Primary-Fine Decoupling for Action Generation in Robotic Imitation

TL;DR

Primary-Fine Decoupling for Action Generation (PF-DAG), a two-stage framework that decouples coarse action consistency from fine-grained variations, demonstrates that explicit mode-level decoupling enables both robust multi-modal modeling and reactive closed-loop control for robotic manipulation.

Abstract

Multi-modal distribution in robotic manipulation action sequences poses critical challenges for imitation learning. To this end, existing approaches often model the action space as either a discrete set of tokens or a continuous, latent-variable distribution. However, both approaches present trade-offs: some methods discretize actions into tokens and therefore lose fine-grained action variations, while others generate continuous actions in a single stage tend to produce unstable mode transitions.
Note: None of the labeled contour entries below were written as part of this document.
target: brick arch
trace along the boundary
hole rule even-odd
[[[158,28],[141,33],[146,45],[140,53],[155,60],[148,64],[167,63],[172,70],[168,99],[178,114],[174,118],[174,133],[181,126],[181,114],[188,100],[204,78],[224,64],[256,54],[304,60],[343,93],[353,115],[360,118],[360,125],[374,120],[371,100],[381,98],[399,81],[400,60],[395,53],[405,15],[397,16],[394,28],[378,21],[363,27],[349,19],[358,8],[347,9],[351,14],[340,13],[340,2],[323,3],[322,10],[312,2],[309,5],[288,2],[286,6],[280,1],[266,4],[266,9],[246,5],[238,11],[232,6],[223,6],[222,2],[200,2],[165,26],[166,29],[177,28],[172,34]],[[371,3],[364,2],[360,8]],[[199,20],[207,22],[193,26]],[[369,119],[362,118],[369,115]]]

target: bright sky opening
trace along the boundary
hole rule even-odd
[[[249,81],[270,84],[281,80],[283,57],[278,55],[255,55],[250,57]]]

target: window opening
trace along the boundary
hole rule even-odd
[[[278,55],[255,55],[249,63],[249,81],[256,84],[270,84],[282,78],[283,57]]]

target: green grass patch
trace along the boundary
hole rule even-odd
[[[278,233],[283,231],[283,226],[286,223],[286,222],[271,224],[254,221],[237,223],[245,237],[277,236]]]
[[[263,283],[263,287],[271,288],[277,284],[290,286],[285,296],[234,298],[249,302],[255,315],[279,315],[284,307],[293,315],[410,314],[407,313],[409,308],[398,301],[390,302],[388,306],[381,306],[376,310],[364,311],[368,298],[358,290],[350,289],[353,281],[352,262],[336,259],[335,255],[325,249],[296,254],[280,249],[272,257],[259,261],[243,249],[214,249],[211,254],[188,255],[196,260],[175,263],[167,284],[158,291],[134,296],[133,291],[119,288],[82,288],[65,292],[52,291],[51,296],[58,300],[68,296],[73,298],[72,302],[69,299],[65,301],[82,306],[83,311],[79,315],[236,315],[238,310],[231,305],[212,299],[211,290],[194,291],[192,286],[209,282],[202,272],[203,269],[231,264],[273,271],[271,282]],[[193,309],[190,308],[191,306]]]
To address these limitations, we propose Primary-Fine Decoupling for Action Generation (PF-DAG), a two-stage framework that decouples coarse action consistency from fine-grained variations. First, we compress action chunks into a small set of discrete modes, enabling a lightweight policy to select consistent coarse modes and avoid mode bouncing. Second, a mode conditioned MeanFlow policy is learned to generate high-fidelity continuous actions. Theoretically, we prove PF-DAG's two-stage design achieves a strictly lower MSE bound than single-stage generative policies. Empirically, PF-DAG outperforms state-of-the-art baselines across 56 tasks from Adroit, DexArt, and MetaWorld benchmarks. It further generalizes to real-world tactile dexterous manipulation tasks. Our work demonstrates that explicit mode-level decoupling enables both robust multi-modal modeling and reactive closed-loop control for robotic manipulation.

Figures (7)

• Figure 1: A 2D example illustrating multi-modal expert demonstrations and trajectories predicted by different imitation policies. Behavioral cloning predictions collapse into a single mean. Discrete Policy succeeds but introduces temporal discontinuities. Generative Policy bounces between mode 1 and 2. Our work predicts consistent and fine-grained trajectory.
• Figure 2: Overview of our PF-DAG framework. The input observation features are extracted via Observation Feature Extraction and then fed to the Primary Mode Policy $\pi_1$. The GT action chunks are compressed into discrete primary modes using VQ-VAE and supervise $\pi_1$, which are only used in training stage. The Mode Conditioned MeanFlow Policy $\pi_2$ takes the selected primary mode $m$ and observation features as input, generating high-fidelity continuous actions.
• Figure 3: Visual comparison of failure modes in baselines versus PF-DAG. Mode Collapse outputs "average" actions, while Mode Bouncing randomly switches between consecutive time steps.
• Figure 4: Hardware and manipulated objects used in real world experiments.
• Figure 5: Illustration of critical properties of PF-DAG. (a) Action chunks are projected to 2D via PCA, colored by their assigned primary mode. (b) PF-DAG’s one-step MeanFlow decoder achieves FPS comparable to 1-NFE DP3 while maintaining significantly higher success. (c) PF-DAG preserves high success even with short chunks by avoiding primary mode bouncing.